Derry Girls then has done more for a broad societal reflection on what being post-conflict really means in the Northern Irish context than some might imagine a TV show capable of, particularly in a post-Brexit landscape and amidst renewed political and academic debate on border politics and Irish reunification. But there is a reason that Derry Girls emerged when it did with Lisa McGee looking back on the 1990s and the peace process negotiations. Northern Ireland in the years of the show’s creation and production was (and still is) a society transitioning out of violent conflict, rather than deeply mired in it. There is vital distance from the worst of the Troubles violence, there is the generation of ‘ceasefire babies’ or ‘peace babies’ 2 as depicted by the protagonists in the show, and thus the possibility of healing through humour emerges. While it cannot be argued that the suffering is entirely in the past tense, since traumatic memory, transgenerational pain and other legacies remain firmly present, the show correctly timed the readiness of a society to see the humour in many aspects of the conflict. In this way Derry Girls (McGee, 2018–2022) plays an important role in cultural reconcilement; it is a popular, widely-consumed, human, clever and layered but yet entirely accessible visual representation of a place that does not often enjoy such attention. Northern Ireland itself is hardly a central place in global politics today and, within it, Derry-Londonderry-Doire enjoys even less consideration than the larger city of Belfast. This spotlight on the marginal – both in terms of subject and location – is also part of the successful elevation of the show beyond the screen. The resonance of the focus on the everyday realities and interactions of people in a seemingly post-conflict but still divided society through self-referential humour is very powerful.
The argument that “self-comicalisation helps people produce distance, either from themselves or the social group to which they belong, and direct attention to the absurd, contradictory plurality that characterizes everyday life in a precarious situation” (Sakai, 2022: 145) makes sense in both the Derry Girls context and in Israeli–Palestinian cultural production. In the Northern Irish case, the audience might laugh at the ridiculous minutiae of how sectarianism pervades society or the myriad ways of navigating the conflict while also trying to go about daily life as a teenager. In Palestinian–Israeli creative output such as Emile Habiby’s book The Secret Life of Saeed (2003[1974]) or Sayed Kashua’s TV show Arab Labour (Avoda Aravit, 2007), it is revealed that narratives of war or ongoing conflict “[render] the reality of life multi-layered, in which the ordinary and the extraordinary, aggression and comfort, and the fearful and the ridiculous all flow in parallel, often without integration or coherence.” Here, the comedic mode, employing jokes and humour, favours this complexity and “create[s] space for mimesis of such plurality of lived experiences” (Sakai, 2022: 157). Though the individual cases are quite distinct, these instances of cultural production generate crucial spaces in which to expose and unsettle the societies they represent.

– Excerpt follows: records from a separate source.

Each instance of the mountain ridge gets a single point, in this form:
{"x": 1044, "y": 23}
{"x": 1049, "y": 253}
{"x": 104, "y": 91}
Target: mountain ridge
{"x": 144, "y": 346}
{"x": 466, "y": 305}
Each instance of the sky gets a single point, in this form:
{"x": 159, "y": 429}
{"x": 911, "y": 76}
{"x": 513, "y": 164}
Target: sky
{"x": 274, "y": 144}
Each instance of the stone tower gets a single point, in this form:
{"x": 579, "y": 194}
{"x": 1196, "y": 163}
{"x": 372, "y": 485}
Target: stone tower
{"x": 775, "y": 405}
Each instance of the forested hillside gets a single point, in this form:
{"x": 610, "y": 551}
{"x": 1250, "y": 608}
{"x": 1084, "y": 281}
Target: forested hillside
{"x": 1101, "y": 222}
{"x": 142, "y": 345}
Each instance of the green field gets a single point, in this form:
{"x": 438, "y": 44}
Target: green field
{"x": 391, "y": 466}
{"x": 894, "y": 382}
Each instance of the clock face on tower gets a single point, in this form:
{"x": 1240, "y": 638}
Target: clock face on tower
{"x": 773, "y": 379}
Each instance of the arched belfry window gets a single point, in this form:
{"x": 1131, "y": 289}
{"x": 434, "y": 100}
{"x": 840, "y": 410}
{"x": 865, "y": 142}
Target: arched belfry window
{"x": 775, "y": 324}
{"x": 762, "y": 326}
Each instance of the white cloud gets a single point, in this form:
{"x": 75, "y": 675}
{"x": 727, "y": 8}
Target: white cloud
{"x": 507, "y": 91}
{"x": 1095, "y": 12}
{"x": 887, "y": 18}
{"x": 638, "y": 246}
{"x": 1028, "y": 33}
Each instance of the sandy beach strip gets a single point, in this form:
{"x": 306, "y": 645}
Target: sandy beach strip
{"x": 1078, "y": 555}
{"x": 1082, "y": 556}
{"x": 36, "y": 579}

The tragic and the comedic in Palestine
Sayed Kashua, the creator of the hit 2007 sitcom Arab Labor (Avoda Aravit), has commented on how humour was the central selling point of his show about the idea of a shared homeland for Israelis and Palestinians. Not only did it take him four years to get the green light from Israel’s Channel 2 to make the show, but a comedic portrayal of the Arab–Palestinian citizens of Israel was his only available option to convince Jewish–Israeli audiences to watch a show mostly in Arabic with Hebrew subtitles about an Arab family (Ukleja, 2018). In an interview aired on PBS, Kashua (2007–2012) explains: This is the first time you see Arabs in their living room, in their bedrooms, and not like enemies and I think that most of the Israelis are very curious to know about Arabs in a different way. I think it is the first time they are not just acting like Arabs, like terrorists, they are almost regular Arabs trying to live their own private daily lives . . . almost like human beings.
And humour proves to be a powerful tool in bringing this subject matter into the homes of the average Israeli family who have no previous exposure to the quotidian realities of Arabs; indeed the show “contains no big speeches about occupation and it stares down fundamentalist polarities . . . it’s just really, really funny” (Anthony, 2008). However Kashua (2007–2012) also reveals that he agonized over what audiences would actually think of his central message regarding the existence of Arabs whose lands are under the occupation of Israel. While humour is employed as an important tactic in bringing the topic to air, it ultimately reflects the uneven societal power positions that signal spaces of privilege or autonomy, on the one hand, and spaces of submission or dependence, on the other, reminding us of Billig’s (2005) position on laughter as ridicule earlier. The fact that “Differences in the appreciation of humour are to a large extent socially and culturally determined” (Kuipers, 2015: 28) is resonant here too as conscientious cultural creators and consumers might think about how to understand the “multiple ways humour may relate to formations of power” (Malmvig, 2023: 522). This is especially the case in the context of the Arab citizens of Israel since the terms Arab Israeli or Palestinian Israeli refer to those who remained after the partition of Palestine in 1948, the creation of the Green Line and the nakba or expulsion of Palestinians from what became the state of Israel. 3 Describing his life as a Palestinian citizen of Israel, Kashua says “I belong to this discriminated minority that has no power at all, not economic power or any kind of power in the general society” (Weiss, 2016).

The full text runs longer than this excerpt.